What makes them unique is that, unlike other arachnids, pelican spider don't make webs. The latest study was led by veteran aranchologist Hannah Wood of the Smithsonian National Museum of Natural History in Washington D.C. Wood analyzed and scrutinized more than hundreds of pelican spiders both from field research in Madagascar and from the pelican spiders kept preserved in museum. As a result, the pelican spider looks more like a bird than a spider in profile.
Wood says there are nearly certainly more spiders to be discovered. "These spiders attest to the unique biology that diversified in Madagascar", Wood said in a press release. A scientist has been studying hundreds of specimen coming from Madagascar and in that process, has found 18 new species belonging to an assassin, spider-eating pelican spider, which is equipped with tong-like jaws which help it effortlessly grab prey. If you're a spider, you know exactly what I'm describing - a beast, which, at least to smaller spiders, is an otherworldly, eldritch terror: the pelican spider. Wood informed that pelican spiders have a long history and their ancestors lived as long as 165 million years ago as per the fossil records. Wood was accompanied by colleague Nikolaj Scharff of the University of Copenhagen to carry out a detailed research of those 18 new species of spiders.
After studying hundreds of specimens from Madagascar, a scientist has discovered 18 new species of one of the most freaky spiders on the planet: the spider-eating "pelican spider" that uses salad tong-like jaws to snatch prey. That's because Madagascar is considered a biodiversity hotspot, meaning that over 90 percent of the wildlife exist only in that region. Also known as "assassin spiders", pelican spiders mostly follow their prey at night and perform the attack with the part of the mouth with fangs.
Out of the 26 spiders that she sorted out, 18 species were found to be completely new ones which have never been seen before. But when intrepid scientists discovered live members of this group of spiders, they were deemed "living fossils".

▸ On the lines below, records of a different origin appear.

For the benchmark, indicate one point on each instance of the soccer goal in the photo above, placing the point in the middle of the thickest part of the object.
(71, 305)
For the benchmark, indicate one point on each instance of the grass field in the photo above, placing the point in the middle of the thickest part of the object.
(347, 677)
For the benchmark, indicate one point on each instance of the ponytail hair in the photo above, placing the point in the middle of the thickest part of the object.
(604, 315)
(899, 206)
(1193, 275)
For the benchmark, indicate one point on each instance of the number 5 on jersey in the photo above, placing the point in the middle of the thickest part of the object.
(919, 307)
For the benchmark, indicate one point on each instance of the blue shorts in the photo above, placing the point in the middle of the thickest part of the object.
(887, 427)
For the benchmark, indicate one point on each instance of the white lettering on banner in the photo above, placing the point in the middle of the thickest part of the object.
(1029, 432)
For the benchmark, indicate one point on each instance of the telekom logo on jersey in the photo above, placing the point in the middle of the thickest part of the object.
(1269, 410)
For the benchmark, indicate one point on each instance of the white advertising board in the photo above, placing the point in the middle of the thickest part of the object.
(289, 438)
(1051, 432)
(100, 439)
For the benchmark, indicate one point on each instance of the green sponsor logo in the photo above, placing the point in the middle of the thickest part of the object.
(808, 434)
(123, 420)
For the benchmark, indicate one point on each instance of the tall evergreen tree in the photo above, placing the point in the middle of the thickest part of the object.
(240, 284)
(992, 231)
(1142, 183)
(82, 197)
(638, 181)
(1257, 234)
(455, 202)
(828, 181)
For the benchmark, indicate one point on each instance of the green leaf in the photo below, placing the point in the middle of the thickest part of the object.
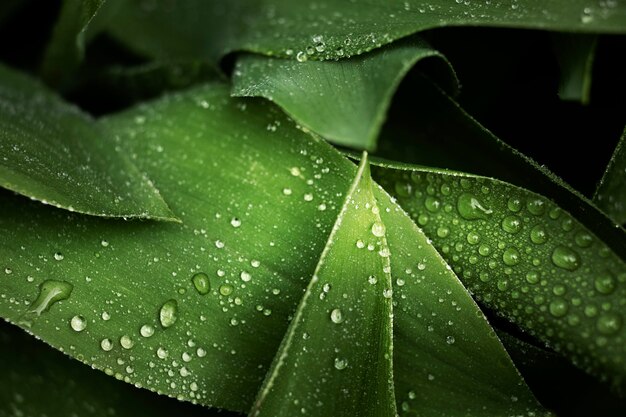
(330, 29)
(610, 195)
(341, 334)
(527, 259)
(197, 309)
(67, 45)
(345, 101)
(575, 54)
(54, 153)
(443, 345)
(37, 381)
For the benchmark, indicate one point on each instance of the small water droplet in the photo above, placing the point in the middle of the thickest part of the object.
(78, 323)
(565, 258)
(168, 313)
(336, 316)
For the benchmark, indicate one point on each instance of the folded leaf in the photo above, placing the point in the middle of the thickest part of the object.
(54, 153)
(610, 195)
(336, 357)
(527, 259)
(38, 381)
(345, 101)
(331, 29)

The California Academy of Sciences started an arthropod inventory in 2000, as the wildlife in Madagascar is not sufficiently studied. In order to make her discovery, Wood studied the pelican spider which was in that collection, as well as some she collected.

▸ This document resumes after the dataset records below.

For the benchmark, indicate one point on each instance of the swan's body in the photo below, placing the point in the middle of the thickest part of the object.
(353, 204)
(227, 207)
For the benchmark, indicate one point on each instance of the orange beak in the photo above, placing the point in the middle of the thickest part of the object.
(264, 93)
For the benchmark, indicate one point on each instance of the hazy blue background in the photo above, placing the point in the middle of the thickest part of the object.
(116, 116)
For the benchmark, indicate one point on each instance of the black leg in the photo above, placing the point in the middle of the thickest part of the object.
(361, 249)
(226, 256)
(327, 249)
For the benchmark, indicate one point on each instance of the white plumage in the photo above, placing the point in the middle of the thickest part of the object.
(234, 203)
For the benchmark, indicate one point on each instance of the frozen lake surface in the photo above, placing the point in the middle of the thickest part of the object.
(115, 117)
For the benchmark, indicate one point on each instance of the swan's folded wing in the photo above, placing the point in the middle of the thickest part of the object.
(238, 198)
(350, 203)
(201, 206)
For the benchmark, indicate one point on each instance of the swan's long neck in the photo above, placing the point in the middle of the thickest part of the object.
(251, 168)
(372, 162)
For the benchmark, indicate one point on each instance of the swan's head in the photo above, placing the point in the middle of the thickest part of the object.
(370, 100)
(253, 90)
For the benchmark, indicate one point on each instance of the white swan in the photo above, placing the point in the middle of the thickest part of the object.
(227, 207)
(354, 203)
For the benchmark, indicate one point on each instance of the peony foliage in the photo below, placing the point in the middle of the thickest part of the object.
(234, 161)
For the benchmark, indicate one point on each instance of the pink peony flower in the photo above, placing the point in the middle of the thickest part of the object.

Like the coelacanth, assumed extinct for millions of years, pelican spiders have survived millennia while barely changing at all. The new species add to scientists' understanding of that diversity, and will help them investigate how pelican spiders' unusual traits have evolved. It is also important to cover Madagascar as a spot which has a high potential for new species to be discovered, the press release reported.